Abstract

Kim Sŭng-ok’s early literature has been extensively talked about in regard to a number of themes including as a critique of western capitalism. However, there has been almost no analysis of how some of his early fiction can be read as a response to Pak Chŏng-hŭi’s attempt to create a modern Korean mass identity through conservatizing and re-Confucianizing the nation by means of a powerful military-style mobilization project. After positing the existence of something called “a world of one’s own” in a story titled “Saengmyŏng yŏnsŭp” (Practice for life, 1962) and incorporating a clearly Freudian super-ego vs. Id clash into the plot, Kim Sŭng-ok writes two more stories that can be read as having strong elements of resistance to Pak Chŏng-hŭi’s totalizing project: “Yŏksa” (Strongman, 1963) and “Mujin kihaeng” (Record of a journey to Mujin, 1964).

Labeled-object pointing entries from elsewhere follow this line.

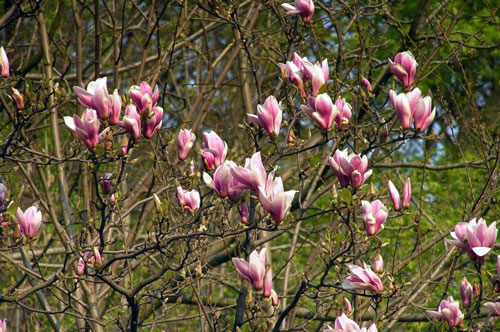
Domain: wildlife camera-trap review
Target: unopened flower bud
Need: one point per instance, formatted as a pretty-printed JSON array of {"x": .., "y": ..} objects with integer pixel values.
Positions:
[
  {"x": 18, "y": 99},
  {"x": 378, "y": 264}
]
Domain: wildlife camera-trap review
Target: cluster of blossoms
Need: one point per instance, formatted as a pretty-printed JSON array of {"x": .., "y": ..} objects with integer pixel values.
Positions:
[
  {"x": 344, "y": 323},
  {"x": 254, "y": 271},
  {"x": 142, "y": 117},
  {"x": 411, "y": 107}
]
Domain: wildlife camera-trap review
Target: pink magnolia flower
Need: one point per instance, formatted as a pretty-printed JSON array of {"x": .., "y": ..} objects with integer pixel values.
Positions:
[
  {"x": 97, "y": 97},
  {"x": 350, "y": 168},
  {"x": 275, "y": 199},
  {"x": 374, "y": 216},
  {"x": 143, "y": 96},
  {"x": 474, "y": 237},
  {"x": 317, "y": 73},
  {"x": 132, "y": 121},
  {"x": 293, "y": 71},
  {"x": 215, "y": 150},
  {"x": 253, "y": 175},
  {"x": 188, "y": 200},
  {"x": 254, "y": 270},
  {"x": 116, "y": 109},
  {"x": 153, "y": 122},
  {"x": 4, "y": 63},
  {"x": 185, "y": 142},
  {"x": 268, "y": 283},
  {"x": 405, "y": 105},
  {"x": 407, "y": 193},
  {"x": 86, "y": 128},
  {"x": 29, "y": 221},
  {"x": 367, "y": 84},
  {"x": 106, "y": 183},
  {"x": 244, "y": 212},
  {"x": 269, "y": 116},
  {"x": 494, "y": 307},
  {"x": 466, "y": 292},
  {"x": 275, "y": 299},
  {"x": 347, "y": 306},
  {"x": 224, "y": 183},
  {"x": 498, "y": 267},
  {"x": 3, "y": 194},
  {"x": 192, "y": 168},
  {"x": 343, "y": 323},
  {"x": 303, "y": 8},
  {"x": 423, "y": 115},
  {"x": 321, "y": 109},
  {"x": 363, "y": 278},
  {"x": 344, "y": 113},
  {"x": 18, "y": 99},
  {"x": 449, "y": 311},
  {"x": 394, "y": 194},
  {"x": 80, "y": 268},
  {"x": 404, "y": 67},
  {"x": 378, "y": 264}
]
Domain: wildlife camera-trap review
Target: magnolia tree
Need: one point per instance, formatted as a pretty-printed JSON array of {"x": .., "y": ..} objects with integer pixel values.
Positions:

In these stories, his protagonists make efforts to resist the totalizing, subsuming effects of the homogenization and mobilization that appear in the texts and that can be traced to such efforts by the Pak regime. This article will analyze these stories for their attempts to resist the domination of a societal super-ego represented by Pak Chŏng-hŭi’s patriarchal persona and mass mobilization efforts using state power. A psycho-analytic approach will be used to show how Kim attempted to create an individuated ego that could withstand (or escape) the tyranny of this societal super-ego.